Called safe injection sites or overdose prevention centers, they have operated for years in Europe and Canada, where studies have found sizable reductions in the number of fatal overdoses.
No sites exist in the United States, despite an opioid epidemic that continues to grow. In Chicago, there have been more than 3,400 opioid-related deaths since 2015. Despite the increasing access to naloxone, the number of fatal overdoses each year in the city has climbed 100% from 2015 to 2018. In Cook County last year, more than twice as many people died from opioid overdoses than from gun violence.
While the American Medical Association has come out in support of safe sites, polls show public support remains low. A 2018 survey by the Johns Hopkins Bloomberg School of Public Health found only 29% of respondents supported such sites.
Chicago's tolerance may be tested soon. In June, a group including Cook County State's Attorney Kim Foxx flew to Toronto to visit sites there. Then in July, Foxx and more than 60 other law enforcement officials across the country signed a legal brief in support of a nonprofit in Philadelphia that hopes to open the first site in the United States but is battling the federal government in court.
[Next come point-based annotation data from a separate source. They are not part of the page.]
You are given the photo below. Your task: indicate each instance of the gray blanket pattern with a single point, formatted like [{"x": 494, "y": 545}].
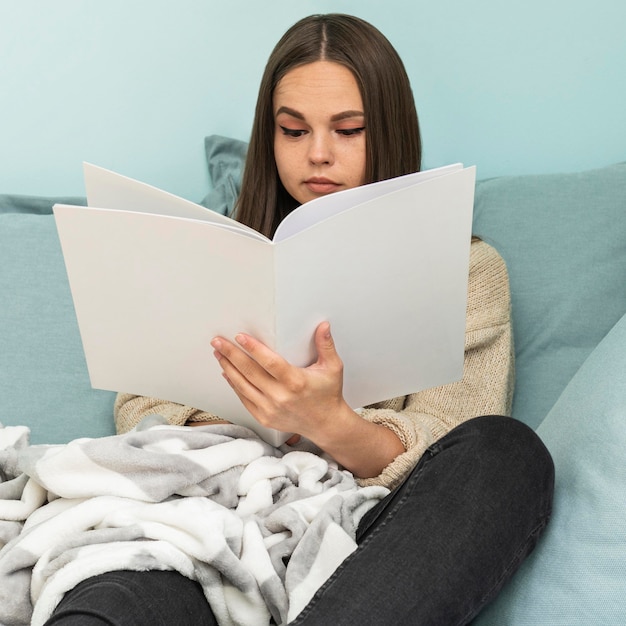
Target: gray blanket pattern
[{"x": 259, "y": 528}]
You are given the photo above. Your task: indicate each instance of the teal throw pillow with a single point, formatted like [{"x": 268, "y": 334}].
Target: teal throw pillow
[
  {"x": 563, "y": 237},
  {"x": 577, "y": 574},
  {"x": 43, "y": 376}
]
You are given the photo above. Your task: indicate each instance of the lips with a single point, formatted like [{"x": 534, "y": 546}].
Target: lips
[{"x": 321, "y": 185}]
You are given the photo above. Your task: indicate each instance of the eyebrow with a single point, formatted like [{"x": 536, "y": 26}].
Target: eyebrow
[{"x": 334, "y": 118}]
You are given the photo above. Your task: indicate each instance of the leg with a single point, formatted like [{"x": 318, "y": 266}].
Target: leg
[
  {"x": 128, "y": 598},
  {"x": 440, "y": 547}
]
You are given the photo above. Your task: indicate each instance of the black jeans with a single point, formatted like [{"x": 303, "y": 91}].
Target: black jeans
[{"x": 435, "y": 551}]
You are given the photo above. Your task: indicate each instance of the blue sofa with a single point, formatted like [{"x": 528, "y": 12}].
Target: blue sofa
[{"x": 564, "y": 240}]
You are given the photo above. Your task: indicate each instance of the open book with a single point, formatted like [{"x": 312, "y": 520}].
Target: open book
[{"x": 155, "y": 277}]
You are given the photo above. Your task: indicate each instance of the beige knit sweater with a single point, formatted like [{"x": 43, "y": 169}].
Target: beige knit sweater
[{"x": 421, "y": 418}]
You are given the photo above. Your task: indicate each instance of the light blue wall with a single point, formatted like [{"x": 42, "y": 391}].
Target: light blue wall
[{"x": 135, "y": 85}]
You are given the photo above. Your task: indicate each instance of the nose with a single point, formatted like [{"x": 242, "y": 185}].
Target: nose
[{"x": 320, "y": 149}]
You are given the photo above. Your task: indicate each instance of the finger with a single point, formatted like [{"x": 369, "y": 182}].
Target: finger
[
  {"x": 238, "y": 379},
  {"x": 270, "y": 361}
]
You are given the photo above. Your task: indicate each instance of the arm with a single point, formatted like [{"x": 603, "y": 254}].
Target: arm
[
  {"x": 308, "y": 401},
  {"x": 486, "y": 388},
  {"x": 384, "y": 443}
]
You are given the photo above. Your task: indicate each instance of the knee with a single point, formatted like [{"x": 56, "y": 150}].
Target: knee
[{"x": 514, "y": 455}]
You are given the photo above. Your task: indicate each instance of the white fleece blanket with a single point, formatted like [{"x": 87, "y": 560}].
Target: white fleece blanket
[{"x": 259, "y": 529}]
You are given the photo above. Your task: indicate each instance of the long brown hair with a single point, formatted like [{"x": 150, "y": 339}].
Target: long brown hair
[{"x": 393, "y": 144}]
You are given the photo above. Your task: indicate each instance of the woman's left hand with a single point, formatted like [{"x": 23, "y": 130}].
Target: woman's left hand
[{"x": 308, "y": 401}]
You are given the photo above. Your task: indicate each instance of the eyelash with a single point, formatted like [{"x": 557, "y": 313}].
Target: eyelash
[{"x": 346, "y": 132}]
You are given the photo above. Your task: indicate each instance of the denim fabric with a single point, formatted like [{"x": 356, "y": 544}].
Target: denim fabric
[{"x": 434, "y": 552}]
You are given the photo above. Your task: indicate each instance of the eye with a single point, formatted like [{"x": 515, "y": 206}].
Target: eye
[
  {"x": 292, "y": 132},
  {"x": 351, "y": 132}
]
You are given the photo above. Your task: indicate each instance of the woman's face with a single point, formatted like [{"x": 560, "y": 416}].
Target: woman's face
[{"x": 319, "y": 141}]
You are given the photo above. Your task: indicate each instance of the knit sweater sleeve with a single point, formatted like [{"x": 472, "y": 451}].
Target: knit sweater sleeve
[
  {"x": 486, "y": 387},
  {"x": 129, "y": 410}
]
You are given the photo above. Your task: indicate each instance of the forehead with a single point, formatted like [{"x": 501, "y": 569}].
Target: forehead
[{"x": 322, "y": 86}]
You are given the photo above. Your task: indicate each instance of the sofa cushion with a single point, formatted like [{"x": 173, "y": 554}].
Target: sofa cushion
[
  {"x": 563, "y": 237},
  {"x": 577, "y": 573},
  {"x": 43, "y": 375}
]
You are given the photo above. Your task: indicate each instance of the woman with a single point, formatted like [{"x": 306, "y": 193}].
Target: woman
[{"x": 470, "y": 495}]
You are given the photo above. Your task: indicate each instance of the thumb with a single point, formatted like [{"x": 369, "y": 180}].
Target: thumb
[{"x": 324, "y": 344}]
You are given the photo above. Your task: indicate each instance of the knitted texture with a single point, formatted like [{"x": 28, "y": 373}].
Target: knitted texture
[{"x": 419, "y": 419}]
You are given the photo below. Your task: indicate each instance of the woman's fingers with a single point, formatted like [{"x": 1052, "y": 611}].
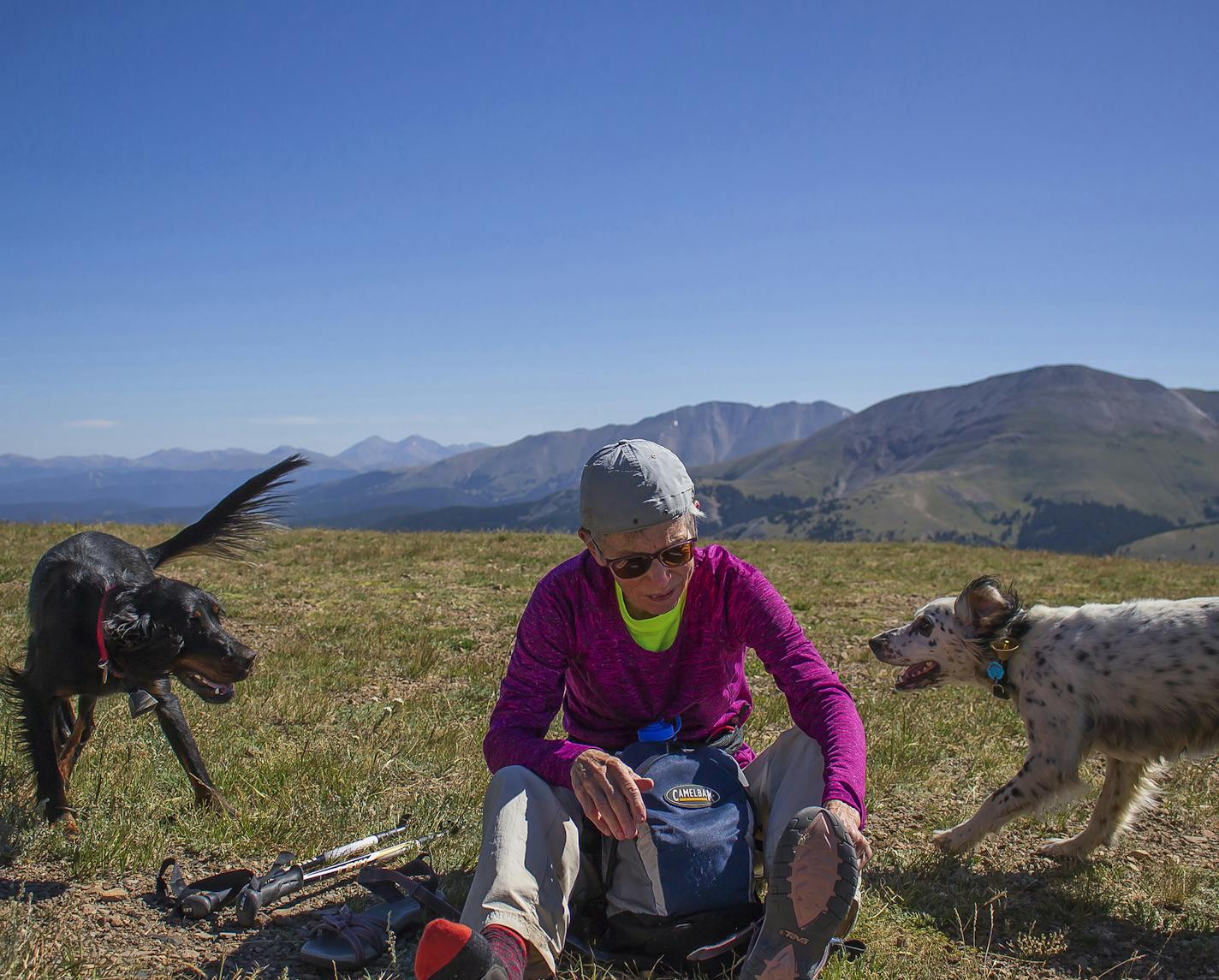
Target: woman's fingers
[{"x": 609, "y": 793}]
While Foxx told the Chicago Tribune she thinks Chicago urgently needs safe consumption sites, no solid plans have surfaced. "I would love to be able to see a site in a place where the community welcomed it ... like yesterday," she said. But before a site can open, "you need the collective to come together and say that we need this."
Mayor Lori Lightfoot declined to take a position on safe consumption sites during her election campaign and still won't say whether she supports them. In a statement, her press secretary said, "Chicago has been following the national conversation about 'safe use sites' closely. Currently, we prioritize spending on harm reduction approaches including syringe exchange and naloxone distribution, and we will continue to gather information about this emerging practice."
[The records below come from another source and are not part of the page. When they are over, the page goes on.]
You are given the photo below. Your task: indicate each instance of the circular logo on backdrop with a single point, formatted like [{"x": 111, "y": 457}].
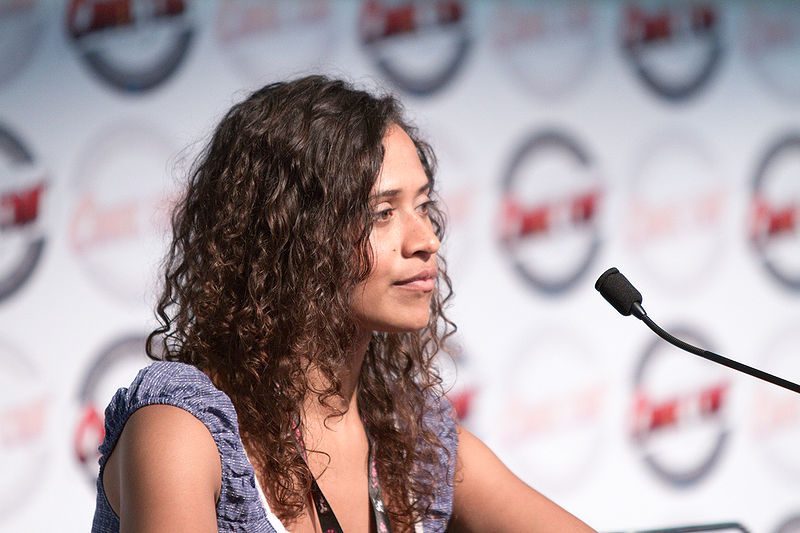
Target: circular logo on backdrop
[
  {"x": 270, "y": 40},
  {"x": 547, "y": 46},
  {"x": 772, "y": 44},
  {"x": 680, "y": 411},
  {"x": 131, "y": 45},
  {"x": 550, "y": 425},
  {"x": 674, "y": 47},
  {"x": 776, "y": 412},
  {"x": 115, "y": 367},
  {"x": 419, "y": 45},
  {"x": 23, "y": 185},
  {"x": 775, "y": 211},
  {"x": 25, "y": 405},
  {"x": 549, "y": 223},
  {"x": 21, "y": 26},
  {"x": 676, "y": 210},
  {"x": 120, "y": 220}
]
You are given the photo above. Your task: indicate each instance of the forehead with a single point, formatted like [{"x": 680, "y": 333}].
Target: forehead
[{"x": 401, "y": 168}]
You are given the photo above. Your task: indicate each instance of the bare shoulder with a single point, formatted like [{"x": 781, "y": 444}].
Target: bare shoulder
[
  {"x": 489, "y": 497},
  {"x": 164, "y": 473}
]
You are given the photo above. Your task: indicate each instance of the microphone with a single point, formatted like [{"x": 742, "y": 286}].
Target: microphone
[{"x": 621, "y": 294}]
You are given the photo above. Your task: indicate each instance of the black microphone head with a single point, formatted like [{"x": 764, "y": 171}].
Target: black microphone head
[{"x": 618, "y": 291}]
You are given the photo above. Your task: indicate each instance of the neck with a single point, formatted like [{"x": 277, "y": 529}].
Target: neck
[{"x": 315, "y": 414}]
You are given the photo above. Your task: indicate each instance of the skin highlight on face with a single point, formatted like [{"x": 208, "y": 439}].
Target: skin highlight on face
[{"x": 396, "y": 295}]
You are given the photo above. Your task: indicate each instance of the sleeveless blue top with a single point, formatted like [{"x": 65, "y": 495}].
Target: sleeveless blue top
[{"x": 240, "y": 507}]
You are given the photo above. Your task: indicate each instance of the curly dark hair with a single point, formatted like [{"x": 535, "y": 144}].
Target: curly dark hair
[{"x": 270, "y": 240}]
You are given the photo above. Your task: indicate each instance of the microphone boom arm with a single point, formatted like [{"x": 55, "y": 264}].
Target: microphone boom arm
[{"x": 639, "y": 313}]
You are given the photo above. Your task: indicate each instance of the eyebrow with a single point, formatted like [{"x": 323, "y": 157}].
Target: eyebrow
[{"x": 392, "y": 193}]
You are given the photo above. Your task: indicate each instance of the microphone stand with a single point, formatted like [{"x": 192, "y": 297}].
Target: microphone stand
[
  {"x": 621, "y": 294},
  {"x": 639, "y": 312}
]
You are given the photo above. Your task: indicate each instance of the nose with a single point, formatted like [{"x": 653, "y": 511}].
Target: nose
[{"x": 419, "y": 238}]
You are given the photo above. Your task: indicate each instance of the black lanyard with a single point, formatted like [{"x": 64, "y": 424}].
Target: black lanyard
[{"x": 327, "y": 520}]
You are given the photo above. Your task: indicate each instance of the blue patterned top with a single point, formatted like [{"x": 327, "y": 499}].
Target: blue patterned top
[{"x": 240, "y": 506}]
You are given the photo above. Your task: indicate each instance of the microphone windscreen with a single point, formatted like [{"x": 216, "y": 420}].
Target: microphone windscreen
[{"x": 618, "y": 291}]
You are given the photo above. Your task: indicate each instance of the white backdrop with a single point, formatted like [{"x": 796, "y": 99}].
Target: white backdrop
[{"x": 572, "y": 137}]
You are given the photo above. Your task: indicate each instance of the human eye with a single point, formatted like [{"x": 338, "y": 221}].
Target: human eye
[
  {"x": 382, "y": 214},
  {"x": 426, "y": 206}
]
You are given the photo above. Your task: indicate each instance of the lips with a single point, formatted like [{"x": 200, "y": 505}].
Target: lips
[{"x": 422, "y": 281}]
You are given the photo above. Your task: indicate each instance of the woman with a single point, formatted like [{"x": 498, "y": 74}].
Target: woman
[{"x": 302, "y": 308}]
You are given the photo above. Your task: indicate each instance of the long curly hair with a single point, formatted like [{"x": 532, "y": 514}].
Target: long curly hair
[{"x": 269, "y": 241}]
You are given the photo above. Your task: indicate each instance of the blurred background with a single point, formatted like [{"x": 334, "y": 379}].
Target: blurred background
[{"x": 659, "y": 137}]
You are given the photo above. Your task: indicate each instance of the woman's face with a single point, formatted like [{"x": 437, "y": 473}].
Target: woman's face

Besides Philadelphia, efforts are underway to open sites in New York City, Boston and San Francisco. Recovery workers say Chicago can't wait any longer.
Greg Scott, a member of the Chicago Recovery Alliance, said users he's encountered have been "adamantly advocating for the establishment of safer consumption sites" for almost two decades. "I've literally had a thousand conversations with a thousand different people about their desire to have a space where they can use their substances and not die."